Tesla cars, made at its own Shanghai factory, are highly popular in China, which is by far the world’s biggest EV market and accounts for 30% of Tesla’s sales.

Investors have not shown worry. Tesla shares rose this week.


Pressure on Tesla had been building.

Last month, it came under scrutiny when the military banned Teslas from entering its complexes, citing security concerns over vehicle cameras, sources told Reuters. Days later, Musk appeared by video at a high-level forum, saying that if Tesla used cars to spy in China or anywhere, it would be shut down.

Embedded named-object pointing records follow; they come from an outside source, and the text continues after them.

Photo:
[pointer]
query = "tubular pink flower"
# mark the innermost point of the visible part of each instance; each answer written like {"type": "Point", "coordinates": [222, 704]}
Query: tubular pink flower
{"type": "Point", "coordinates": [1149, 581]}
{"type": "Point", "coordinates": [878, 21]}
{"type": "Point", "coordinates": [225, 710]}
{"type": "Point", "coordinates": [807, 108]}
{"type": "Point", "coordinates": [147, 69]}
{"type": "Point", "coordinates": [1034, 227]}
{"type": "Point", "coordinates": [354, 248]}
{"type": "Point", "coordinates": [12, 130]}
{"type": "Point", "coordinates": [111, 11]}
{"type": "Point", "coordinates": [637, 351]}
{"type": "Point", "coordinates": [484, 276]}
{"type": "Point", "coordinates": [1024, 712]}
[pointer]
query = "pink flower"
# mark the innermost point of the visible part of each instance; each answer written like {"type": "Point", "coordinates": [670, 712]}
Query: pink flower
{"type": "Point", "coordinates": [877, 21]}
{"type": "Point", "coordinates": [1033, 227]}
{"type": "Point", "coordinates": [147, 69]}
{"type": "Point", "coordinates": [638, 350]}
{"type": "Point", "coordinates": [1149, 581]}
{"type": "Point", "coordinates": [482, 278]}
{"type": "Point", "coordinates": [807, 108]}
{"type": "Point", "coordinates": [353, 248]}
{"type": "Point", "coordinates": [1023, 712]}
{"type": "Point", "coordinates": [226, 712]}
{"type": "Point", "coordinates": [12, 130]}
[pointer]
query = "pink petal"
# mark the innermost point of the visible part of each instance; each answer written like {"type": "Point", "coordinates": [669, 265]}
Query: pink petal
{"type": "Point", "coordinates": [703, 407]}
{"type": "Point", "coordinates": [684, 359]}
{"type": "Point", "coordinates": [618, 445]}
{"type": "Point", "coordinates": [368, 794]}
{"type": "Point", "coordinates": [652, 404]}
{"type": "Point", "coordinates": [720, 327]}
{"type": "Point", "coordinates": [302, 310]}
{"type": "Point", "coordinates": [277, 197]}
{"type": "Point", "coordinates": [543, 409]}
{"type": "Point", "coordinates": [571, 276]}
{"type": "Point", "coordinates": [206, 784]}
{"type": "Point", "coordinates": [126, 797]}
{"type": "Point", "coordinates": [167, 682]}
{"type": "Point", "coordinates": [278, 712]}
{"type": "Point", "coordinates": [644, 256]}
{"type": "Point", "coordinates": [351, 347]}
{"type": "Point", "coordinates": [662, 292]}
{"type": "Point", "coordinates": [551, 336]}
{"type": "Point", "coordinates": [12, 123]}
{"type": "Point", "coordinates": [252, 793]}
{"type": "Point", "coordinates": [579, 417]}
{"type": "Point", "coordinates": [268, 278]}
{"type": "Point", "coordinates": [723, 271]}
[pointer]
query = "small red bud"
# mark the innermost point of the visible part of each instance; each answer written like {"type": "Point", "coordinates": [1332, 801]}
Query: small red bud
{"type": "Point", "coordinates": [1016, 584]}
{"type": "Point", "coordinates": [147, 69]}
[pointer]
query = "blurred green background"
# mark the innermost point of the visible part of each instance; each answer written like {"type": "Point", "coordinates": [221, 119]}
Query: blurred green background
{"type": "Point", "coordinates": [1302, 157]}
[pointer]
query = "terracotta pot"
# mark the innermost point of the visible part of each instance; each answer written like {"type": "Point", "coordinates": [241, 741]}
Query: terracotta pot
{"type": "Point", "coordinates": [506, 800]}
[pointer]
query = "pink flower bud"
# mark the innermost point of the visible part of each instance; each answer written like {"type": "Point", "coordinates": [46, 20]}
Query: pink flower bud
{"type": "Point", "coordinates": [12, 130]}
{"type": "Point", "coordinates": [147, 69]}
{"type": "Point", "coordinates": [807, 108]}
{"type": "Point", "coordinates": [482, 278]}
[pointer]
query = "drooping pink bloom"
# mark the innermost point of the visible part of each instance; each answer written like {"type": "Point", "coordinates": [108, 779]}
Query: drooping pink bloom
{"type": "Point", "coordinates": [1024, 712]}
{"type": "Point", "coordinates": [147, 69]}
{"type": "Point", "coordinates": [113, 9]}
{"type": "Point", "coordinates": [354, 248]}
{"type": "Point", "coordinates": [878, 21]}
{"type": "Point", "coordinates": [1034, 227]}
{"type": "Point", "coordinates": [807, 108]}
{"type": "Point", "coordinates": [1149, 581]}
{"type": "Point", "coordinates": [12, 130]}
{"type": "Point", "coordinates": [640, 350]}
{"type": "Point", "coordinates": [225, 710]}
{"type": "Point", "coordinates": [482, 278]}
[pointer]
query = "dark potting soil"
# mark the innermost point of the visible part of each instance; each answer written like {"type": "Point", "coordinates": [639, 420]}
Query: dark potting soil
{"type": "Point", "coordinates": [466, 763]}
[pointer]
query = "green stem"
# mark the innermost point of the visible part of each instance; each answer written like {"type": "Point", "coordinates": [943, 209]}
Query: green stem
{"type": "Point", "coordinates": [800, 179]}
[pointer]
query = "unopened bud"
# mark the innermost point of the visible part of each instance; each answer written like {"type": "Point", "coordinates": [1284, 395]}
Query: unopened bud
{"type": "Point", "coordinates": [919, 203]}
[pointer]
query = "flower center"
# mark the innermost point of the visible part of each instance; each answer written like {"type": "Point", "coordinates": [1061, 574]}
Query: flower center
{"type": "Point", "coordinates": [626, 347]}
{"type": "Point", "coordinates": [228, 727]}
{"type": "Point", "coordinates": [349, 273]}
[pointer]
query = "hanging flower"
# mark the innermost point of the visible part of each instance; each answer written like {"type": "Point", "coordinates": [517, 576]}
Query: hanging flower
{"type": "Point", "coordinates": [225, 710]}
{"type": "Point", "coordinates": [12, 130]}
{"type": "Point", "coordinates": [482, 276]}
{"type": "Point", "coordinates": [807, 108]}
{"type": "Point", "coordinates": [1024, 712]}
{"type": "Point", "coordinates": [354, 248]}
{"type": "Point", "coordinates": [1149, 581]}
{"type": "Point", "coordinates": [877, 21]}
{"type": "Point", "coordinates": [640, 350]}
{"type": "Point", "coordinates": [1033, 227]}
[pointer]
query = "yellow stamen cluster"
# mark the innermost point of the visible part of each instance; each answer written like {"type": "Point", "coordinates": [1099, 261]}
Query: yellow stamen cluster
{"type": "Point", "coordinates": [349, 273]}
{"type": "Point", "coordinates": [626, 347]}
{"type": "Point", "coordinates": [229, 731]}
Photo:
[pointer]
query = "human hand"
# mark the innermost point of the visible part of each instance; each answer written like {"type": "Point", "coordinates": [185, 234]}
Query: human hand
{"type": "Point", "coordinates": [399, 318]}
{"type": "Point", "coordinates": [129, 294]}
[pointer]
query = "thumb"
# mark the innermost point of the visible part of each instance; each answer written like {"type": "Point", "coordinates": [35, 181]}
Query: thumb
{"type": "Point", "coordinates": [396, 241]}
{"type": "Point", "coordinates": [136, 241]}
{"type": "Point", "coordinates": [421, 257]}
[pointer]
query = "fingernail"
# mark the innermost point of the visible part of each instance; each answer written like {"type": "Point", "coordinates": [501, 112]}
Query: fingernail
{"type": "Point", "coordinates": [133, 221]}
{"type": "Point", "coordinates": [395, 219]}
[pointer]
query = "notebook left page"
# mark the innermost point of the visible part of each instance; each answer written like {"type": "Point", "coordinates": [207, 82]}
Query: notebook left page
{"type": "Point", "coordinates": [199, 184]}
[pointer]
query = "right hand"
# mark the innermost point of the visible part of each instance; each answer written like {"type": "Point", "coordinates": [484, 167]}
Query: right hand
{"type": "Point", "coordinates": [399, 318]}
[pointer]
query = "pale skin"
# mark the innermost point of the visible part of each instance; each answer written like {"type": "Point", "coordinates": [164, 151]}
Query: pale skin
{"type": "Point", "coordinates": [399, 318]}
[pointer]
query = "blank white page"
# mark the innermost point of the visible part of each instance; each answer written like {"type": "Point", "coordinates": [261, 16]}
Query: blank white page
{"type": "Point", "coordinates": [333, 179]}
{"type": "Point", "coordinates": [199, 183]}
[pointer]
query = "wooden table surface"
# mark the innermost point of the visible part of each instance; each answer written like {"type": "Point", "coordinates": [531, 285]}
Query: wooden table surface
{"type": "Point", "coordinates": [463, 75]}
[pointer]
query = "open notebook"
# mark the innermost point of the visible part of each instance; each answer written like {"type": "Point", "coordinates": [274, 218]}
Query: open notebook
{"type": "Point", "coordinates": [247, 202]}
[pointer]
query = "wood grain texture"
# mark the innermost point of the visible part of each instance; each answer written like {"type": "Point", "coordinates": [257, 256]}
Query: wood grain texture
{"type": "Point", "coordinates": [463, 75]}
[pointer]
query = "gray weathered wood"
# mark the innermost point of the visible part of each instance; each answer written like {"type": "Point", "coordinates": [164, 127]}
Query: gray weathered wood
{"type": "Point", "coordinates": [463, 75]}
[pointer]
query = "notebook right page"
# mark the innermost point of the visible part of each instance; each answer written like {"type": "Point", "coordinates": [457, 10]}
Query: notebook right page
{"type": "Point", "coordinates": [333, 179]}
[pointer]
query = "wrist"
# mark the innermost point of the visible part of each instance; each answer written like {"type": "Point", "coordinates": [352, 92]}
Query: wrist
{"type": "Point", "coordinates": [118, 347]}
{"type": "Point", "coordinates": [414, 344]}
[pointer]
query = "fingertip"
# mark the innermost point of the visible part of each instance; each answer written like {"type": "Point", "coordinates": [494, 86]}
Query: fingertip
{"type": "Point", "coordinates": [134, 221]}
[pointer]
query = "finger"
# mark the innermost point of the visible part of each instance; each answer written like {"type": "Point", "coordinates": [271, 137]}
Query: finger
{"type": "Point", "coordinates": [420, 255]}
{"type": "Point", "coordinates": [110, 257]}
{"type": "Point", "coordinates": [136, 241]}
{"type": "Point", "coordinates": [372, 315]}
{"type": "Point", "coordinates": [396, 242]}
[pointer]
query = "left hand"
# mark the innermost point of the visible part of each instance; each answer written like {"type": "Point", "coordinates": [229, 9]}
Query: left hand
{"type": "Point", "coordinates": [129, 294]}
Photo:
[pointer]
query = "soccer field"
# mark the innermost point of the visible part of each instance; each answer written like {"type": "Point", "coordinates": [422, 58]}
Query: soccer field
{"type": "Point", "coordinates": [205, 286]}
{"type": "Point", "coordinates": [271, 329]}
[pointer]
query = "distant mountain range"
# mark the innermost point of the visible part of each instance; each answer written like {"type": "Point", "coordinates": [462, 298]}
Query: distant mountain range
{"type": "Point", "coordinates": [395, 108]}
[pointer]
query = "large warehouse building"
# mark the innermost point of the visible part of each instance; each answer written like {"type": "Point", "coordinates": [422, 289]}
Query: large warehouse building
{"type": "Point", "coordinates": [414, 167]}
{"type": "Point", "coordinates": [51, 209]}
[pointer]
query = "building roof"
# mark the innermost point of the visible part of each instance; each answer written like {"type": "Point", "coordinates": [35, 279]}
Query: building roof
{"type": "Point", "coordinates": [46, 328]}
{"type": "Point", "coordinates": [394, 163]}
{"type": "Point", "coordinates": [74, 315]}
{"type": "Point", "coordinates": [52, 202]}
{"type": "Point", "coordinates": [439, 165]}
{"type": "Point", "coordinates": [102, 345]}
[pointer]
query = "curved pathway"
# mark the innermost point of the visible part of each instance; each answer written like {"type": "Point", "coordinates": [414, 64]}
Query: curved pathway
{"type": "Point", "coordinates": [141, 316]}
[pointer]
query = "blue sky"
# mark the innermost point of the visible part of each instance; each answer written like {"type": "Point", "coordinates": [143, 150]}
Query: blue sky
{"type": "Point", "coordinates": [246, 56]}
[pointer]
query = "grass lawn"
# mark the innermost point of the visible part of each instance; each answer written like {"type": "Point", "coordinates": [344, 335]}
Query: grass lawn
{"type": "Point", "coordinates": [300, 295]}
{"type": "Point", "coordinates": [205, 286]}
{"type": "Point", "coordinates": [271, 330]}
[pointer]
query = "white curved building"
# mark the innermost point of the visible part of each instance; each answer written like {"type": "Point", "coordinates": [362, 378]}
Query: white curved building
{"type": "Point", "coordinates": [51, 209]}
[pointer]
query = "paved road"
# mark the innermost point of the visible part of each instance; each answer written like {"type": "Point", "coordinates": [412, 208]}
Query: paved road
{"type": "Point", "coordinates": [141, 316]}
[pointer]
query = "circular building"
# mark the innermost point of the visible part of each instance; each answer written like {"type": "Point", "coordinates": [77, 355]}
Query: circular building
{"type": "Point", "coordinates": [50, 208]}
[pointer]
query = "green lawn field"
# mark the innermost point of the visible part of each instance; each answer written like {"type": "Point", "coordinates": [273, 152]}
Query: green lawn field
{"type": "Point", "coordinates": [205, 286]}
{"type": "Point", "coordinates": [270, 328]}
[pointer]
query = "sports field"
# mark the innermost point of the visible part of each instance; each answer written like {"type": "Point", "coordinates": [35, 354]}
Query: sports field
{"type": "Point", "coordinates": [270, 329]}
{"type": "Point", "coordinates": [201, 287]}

Tesla appeared to have scrapped much of its public relations team in the United States last year, although it has been hiring public relations staff in China.

For communications, it relies heavily on Musk’s Twitter feed, which has over 50 million followers. As of Thursday, he had been silent on the China situation, which remained a hot topic, as Tesla owners took to Weibo to complain about quality issues such as sudden acceleration or steering failure.

On Thursday, Global Times Editor-in-Chief Hu Xijin said the intent is not to force Tesla from China.

“Our ultimate goal is to make foreign companies adapt to the Chinese market, seriously abide by Chinese laws and regulations, respect Chinese culture and consumers, and become a positive element in the Chinese economy. Whether it is a lesson or help, it all points to the same goal.”